Artwork
The prince, having deprived the snake of its natural food, a frog, feeds it with a piece of his own flesh, from a Tuti-nama (Tales of a Parrot): Eighteenth Night

The prince, having deprived the snake of its natural food, a frog, feeds it with a piece of his own flesh, from a Tuti-nama (Tales of a Parrot): Eighteenth Night is an unspecified painting by the Mughal Painting artist Unknown. It dates from 1560 and is held in the collection of the Cleveland Museum of Art. The painting illustrates a scene from a 16th‑century Indian collection of parrot tales.
About this work
The prince’s act is extreme—cutting his flesh to repay the snake—but the scene is calm, almost matter-of-fact, with bright colors and careful details.

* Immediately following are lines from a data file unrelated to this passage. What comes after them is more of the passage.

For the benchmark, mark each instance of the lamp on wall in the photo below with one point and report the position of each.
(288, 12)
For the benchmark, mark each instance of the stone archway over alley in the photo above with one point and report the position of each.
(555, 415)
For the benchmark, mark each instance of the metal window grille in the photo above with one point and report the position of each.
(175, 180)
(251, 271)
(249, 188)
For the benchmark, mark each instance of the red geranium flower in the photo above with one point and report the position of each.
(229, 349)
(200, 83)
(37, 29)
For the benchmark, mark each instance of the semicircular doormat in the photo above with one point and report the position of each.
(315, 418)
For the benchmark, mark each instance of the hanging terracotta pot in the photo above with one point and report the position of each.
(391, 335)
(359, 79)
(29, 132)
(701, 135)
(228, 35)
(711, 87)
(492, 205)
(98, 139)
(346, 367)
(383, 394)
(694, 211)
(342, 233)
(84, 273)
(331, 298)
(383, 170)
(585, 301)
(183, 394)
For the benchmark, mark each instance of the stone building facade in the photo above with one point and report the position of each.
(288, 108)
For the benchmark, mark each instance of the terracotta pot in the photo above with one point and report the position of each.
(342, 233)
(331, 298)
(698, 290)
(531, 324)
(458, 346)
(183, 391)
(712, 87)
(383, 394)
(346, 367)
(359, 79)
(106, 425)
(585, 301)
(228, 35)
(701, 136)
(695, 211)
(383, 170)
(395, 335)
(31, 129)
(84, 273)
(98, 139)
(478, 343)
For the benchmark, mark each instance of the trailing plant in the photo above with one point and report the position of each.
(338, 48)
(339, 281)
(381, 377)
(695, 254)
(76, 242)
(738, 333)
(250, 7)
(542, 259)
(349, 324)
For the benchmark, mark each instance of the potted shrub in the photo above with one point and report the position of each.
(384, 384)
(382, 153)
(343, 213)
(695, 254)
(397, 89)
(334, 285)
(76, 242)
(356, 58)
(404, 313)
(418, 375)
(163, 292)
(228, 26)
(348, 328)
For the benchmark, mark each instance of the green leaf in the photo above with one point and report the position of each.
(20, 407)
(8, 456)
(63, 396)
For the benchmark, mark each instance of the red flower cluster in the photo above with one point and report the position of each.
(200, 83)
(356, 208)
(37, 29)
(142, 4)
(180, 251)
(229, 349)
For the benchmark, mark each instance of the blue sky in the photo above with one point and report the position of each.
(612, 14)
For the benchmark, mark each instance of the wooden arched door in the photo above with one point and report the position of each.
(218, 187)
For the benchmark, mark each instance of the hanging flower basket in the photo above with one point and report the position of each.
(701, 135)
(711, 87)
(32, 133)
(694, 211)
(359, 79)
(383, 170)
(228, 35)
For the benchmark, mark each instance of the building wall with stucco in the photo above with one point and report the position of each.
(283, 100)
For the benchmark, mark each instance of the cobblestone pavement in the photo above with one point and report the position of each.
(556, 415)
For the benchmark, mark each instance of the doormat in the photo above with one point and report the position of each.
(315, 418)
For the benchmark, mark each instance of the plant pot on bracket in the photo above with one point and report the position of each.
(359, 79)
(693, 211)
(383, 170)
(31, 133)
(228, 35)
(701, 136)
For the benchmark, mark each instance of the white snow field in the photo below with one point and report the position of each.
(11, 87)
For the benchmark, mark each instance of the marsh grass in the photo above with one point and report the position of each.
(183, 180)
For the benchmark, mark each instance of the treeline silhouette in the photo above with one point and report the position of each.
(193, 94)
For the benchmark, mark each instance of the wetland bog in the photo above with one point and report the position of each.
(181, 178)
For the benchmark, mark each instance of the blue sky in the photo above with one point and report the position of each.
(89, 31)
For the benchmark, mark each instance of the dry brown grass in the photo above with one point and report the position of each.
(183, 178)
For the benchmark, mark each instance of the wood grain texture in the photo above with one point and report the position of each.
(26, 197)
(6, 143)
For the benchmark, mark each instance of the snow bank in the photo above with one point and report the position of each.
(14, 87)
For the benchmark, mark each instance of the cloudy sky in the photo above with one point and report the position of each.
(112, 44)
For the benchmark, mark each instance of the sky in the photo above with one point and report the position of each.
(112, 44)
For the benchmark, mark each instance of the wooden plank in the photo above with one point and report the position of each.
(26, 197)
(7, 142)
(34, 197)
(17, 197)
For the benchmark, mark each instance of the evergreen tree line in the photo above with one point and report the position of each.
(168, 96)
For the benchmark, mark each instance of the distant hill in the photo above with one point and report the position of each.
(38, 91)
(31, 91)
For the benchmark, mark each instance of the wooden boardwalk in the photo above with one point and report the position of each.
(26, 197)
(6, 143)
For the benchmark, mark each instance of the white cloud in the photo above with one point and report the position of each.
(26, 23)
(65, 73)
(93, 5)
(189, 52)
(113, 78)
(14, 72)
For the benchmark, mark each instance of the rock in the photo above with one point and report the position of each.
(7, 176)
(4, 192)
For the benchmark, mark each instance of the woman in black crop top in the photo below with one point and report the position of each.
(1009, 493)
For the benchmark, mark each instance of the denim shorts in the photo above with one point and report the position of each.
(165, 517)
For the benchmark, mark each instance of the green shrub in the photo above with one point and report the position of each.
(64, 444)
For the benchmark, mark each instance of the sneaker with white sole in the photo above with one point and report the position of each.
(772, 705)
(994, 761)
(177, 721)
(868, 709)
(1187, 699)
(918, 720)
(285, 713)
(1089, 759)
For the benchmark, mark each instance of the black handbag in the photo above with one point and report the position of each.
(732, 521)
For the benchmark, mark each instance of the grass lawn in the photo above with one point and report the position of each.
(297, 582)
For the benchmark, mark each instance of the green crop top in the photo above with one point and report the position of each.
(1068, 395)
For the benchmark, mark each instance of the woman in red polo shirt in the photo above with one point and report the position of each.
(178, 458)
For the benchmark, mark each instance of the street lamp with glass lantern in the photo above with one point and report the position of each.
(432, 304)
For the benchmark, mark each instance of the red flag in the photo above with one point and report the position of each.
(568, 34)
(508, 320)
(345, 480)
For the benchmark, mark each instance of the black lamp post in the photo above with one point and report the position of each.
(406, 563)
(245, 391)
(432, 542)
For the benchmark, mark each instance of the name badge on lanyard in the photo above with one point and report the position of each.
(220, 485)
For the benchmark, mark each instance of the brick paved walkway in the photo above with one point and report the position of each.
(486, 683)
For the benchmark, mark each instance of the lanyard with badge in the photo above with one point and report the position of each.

A prince kneels by a tiled pool, offering a piece of his own arm to a coiled cobra. The snake’s last meal, a frog, swims free in the water below.
This painting tells a story from a 16th-century Indian book of parrot tales, meant to teach lessons about kindness and debt. The prince’s act is extreme—cutting his flesh to repay the snake—but the scene is calm, almost matter-of-fact, with bright colors and careful details.
To see more stories like this, look up Mughal India, court of Akbar (reigned 1556–1605).
Overview
The painting illustrates a scene from a 16th‑century Indian collection of parrot tales. A kneeling prince stands beside a tiled pool, offering a slice of his own arm to a coiled cobra that has just released a frog back into the water. The composition is rendered in vivid hues, with the geometric tiles and calm atmosphere emphasizing the narrative moment.
Subject & Meaning
The episode conveys a moral lesson on generosity and reciprocity. After the prince rescues the frog from the snake’s jaws, he sacrifices a piece of his flesh to feed the cobra, prompting the frog’s and snake’s wives to urge their husbands to repay the kindness. The story underscores the virtue of self‑offering and the expectation of gratitude.
Technique & Style
Executed with precise brushwork, the artist employs a flattened perspective that looks down onto the tiled pool, creating a bird’s‑eye view. Bright, saturated colours delineate the figures and the intricate tile pattern, while the calm rendering of the characters lends a narrative clarity typical of Mughal court paintings.
Context
The work derives from the Tuti‑nama, a Persian‑influenced anthology of moral tales popular in Mughal India during Emperor Akbar’s reign (1556‑1605). Such illustrations were used in courtly manuscripts to educate elite audiences about ethical conduct through allegorical stories.
Legacy
The painting exemplifies the synthesis of Persian literary tradition with Indian artistic conventions that characterized Mughal visual culture. Its didactic content and refined execution continue to inform studies of how narrative art functioned as moral instruction in early modern South Asia.